SAMPLING SOIL CO2 FOR ISOTOPIC FLUX PARTITIONING: NON STEADY STATE EFFECTS AND METHODOLOGICAL BIASES

Abstract:

Measurements of δ¹³C of soil CO₂ are used to partition the surface flux into autotrophic and heterotrophic components. Models predict that the δ¹³CO₂ of the soil efflux is perturbed by non-steady state (NSS) diffusive conditions. These could be large enough to render δ¹³CO₂ unsuitable for accurate flux partitioning. Field studies sometimes find correlations between efflux δ¹³CO₂ and flux or temperature, or that efflux δ¹³CO₂ is not correlated as expected with biological drivers. We tested whether NSS effects in semi-natural soil were comparable with those predicted. We compared chamber designs and their sensitivity to changes in efflux δ¹³CO₂.

In a natural soil mesocosm, we controlled temperature to generate NSS conditions of CO₂ production. We measured the δ¹³C of soil CO₂ using in situ probes to sample the subsurface, and dynamic and forced-diffusion chambers to sample the surface efflux. Over eight hours we raised soil temperature by 4.5 ^OC to increase microbial respiration. Subsurface CO₂ concentration doubled, surface efflux became ¹³C-depleted by 1 ‰ and subsurface CO₂ became ¹³C-enriched by around 2 ‰. Opposite changes occurred when temperature was lowered and CO₂ production was decreasing. Different chamber designs had inherent biases but all detected similar changes in efflux δ¹³CO₂, which were comparable to those predicted. Measurements using dynamic chambers were more ¹³C-enriched than expected, probably due to advection of CO₂ into the chamber.

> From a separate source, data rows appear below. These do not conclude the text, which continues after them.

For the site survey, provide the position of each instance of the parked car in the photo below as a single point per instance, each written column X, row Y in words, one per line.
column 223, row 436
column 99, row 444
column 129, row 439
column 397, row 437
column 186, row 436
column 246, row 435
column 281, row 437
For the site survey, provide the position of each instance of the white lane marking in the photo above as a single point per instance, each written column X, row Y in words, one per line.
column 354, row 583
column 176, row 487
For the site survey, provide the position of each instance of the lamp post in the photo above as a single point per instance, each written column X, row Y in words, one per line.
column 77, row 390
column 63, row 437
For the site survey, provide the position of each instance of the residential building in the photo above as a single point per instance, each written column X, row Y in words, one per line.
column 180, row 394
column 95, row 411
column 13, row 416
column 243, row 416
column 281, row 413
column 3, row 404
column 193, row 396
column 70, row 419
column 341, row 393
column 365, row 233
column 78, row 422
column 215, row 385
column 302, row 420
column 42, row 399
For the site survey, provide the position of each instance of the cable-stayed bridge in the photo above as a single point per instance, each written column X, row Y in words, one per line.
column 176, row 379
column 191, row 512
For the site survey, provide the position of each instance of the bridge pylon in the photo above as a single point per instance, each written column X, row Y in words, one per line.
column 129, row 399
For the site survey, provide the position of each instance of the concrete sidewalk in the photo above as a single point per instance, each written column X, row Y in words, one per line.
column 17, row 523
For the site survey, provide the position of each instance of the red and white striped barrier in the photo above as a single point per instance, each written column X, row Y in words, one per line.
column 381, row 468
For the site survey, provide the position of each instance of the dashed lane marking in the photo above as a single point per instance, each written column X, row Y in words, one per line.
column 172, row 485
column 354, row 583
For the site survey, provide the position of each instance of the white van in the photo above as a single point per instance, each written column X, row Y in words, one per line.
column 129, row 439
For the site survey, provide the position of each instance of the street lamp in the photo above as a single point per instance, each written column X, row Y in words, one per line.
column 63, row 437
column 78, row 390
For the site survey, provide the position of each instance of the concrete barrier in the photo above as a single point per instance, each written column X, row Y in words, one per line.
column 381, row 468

In the mesocosm soil, δ¹³CO₂ of both efflux and subsurface was determined by physical processes of CO₂ production and diffusion. Steady state conditions are unlikely to prevail in the field, so spot measurements of δ¹³CO₂ and assumptions based on the theoretical 4.4 ‰ diffusive fractionation will not be accurate for estimating source δ¹³CO₂. Continuous measurements could be integrated over a period suitable to reduce the influence of transient NSS conditions. It will be difficult to disentangle biologically driven changes in soil δ¹³CO₂ from physical controls, particularly as they occur on similar timescales and are driven by the same environmental variables, such as temperature, moisture and daylight.